Charles followed him in. It looked as if Arthur had been doing exactly as he said. The tapestries were off the wall, set into two-by-four frames to keep them stable and slid into the kind of plywood rough-lumber shipping crate museums used to transport artwork. A smaller wooden crate had already been sealed. The only thing left out was the box that held the sword.

“I understand the rest,” Charles said, running his fingers over the wood that protected the old sword. “But how did you bribe Dana into breaking her word?”

He looked up and watched Arthur go very still. The British wolf… altered subtly. Lost the aura of grief almost entirely.

“The same way I got the vampires to do my bidding. Offered her something she wanted.” Arthur smiled. “Even that wouldn’t have worked if you hadn’t ticked her off.”

“How did I do that?” As soon as Charles asked the question, he remembered Dana’s extreme reaction to the painting his father had sent her. It was lost, that place that had once been hers, and his father meant to gift her with a remembrance-but maybe she’d thought it was a taunt, instead.
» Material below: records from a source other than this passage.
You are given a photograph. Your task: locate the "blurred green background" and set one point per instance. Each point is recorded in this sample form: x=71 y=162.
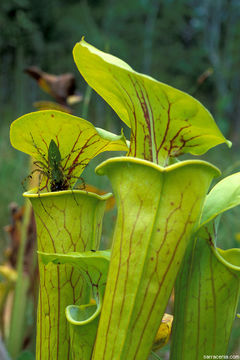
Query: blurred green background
x=193 y=45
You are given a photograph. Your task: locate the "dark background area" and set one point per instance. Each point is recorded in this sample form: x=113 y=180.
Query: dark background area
x=179 y=42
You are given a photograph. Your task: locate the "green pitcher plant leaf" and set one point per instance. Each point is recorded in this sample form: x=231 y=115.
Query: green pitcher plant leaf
x=66 y=221
x=206 y=298
x=208 y=284
x=83 y=319
x=164 y=121
x=158 y=209
x=224 y=196
x=76 y=141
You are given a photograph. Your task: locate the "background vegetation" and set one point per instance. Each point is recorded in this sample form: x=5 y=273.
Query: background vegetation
x=190 y=44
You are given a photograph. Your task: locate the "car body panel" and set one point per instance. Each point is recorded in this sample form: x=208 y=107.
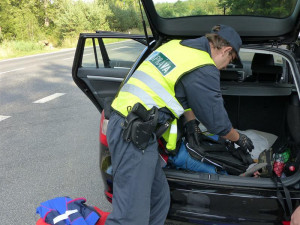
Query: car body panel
x=252 y=29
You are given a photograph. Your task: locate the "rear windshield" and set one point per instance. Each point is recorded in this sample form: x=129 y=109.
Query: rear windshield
x=265 y=8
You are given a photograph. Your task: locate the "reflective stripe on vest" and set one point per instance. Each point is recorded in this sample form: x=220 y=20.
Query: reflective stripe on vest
x=153 y=83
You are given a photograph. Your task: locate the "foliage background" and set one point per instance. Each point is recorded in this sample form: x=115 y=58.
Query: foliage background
x=30 y=26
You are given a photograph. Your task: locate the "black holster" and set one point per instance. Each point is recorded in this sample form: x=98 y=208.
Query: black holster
x=139 y=125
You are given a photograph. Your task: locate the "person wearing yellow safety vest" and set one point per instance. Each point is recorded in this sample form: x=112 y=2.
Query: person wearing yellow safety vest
x=181 y=77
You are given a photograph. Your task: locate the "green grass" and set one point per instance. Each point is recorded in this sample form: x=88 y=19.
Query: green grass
x=13 y=49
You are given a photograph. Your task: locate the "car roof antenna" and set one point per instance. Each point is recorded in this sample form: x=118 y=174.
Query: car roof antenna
x=144 y=24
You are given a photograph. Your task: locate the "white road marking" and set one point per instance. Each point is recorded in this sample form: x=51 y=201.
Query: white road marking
x=120 y=48
x=3 y=117
x=12 y=70
x=49 y=98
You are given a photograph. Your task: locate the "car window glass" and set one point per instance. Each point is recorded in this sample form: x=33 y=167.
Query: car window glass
x=266 y=8
x=111 y=53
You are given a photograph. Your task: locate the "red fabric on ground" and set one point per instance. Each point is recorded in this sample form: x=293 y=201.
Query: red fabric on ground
x=41 y=222
x=101 y=221
x=103 y=215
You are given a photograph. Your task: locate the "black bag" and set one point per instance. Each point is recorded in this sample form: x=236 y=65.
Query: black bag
x=223 y=155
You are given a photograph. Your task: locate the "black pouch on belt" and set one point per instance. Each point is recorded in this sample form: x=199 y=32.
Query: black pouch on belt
x=141 y=124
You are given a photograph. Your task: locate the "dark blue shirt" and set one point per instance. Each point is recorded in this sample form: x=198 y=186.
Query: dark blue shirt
x=200 y=90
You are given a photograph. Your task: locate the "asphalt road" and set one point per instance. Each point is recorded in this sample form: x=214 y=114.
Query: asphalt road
x=48 y=147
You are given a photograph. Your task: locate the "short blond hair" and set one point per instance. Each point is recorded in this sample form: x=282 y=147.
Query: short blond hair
x=217 y=41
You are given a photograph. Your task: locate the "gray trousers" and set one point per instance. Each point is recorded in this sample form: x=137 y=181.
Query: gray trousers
x=141 y=194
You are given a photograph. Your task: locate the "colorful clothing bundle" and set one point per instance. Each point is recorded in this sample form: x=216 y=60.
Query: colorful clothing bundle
x=67 y=211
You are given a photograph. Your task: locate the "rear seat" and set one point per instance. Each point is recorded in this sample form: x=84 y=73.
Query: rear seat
x=263 y=69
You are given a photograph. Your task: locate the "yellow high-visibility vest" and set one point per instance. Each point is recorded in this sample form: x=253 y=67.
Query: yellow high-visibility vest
x=153 y=83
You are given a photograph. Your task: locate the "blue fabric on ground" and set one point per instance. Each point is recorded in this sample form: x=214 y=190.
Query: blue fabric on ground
x=65 y=211
x=183 y=160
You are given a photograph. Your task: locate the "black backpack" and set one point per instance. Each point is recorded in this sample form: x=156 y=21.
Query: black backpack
x=221 y=154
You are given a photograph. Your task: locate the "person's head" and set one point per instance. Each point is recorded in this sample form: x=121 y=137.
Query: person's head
x=225 y=45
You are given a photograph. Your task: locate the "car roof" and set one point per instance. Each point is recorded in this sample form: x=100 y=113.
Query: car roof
x=255 y=28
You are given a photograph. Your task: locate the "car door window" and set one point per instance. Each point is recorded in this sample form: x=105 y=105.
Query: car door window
x=110 y=53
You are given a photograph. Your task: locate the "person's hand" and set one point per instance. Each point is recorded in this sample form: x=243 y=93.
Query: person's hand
x=192 y=133
x=295 y=219
x=245 y=143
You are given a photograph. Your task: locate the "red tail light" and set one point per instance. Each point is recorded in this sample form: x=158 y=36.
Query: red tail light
x=103 y=128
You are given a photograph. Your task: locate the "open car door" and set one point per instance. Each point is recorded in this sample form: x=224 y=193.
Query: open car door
x=102 y=61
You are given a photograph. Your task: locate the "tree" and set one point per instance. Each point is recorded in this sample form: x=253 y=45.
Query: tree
x=272 y=8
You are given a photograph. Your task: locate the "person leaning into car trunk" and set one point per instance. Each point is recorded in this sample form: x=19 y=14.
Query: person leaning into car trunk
x=179 y=78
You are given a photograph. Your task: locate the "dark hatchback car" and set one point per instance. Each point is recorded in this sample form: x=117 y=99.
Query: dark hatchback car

Arthur threw up his hands theatrically. “How should I know? Fae are easily offended. As for what I offered her-” He motioned to the sword case.

“That is not Excalibur,” Charles said. “When she discovers you don’t have it, she’ll be… offended.”

Arthur ran his fingers gently over the display case-and slid open a dark chunk of wood on the end. “There is something to be said about hiding things in plain sight.”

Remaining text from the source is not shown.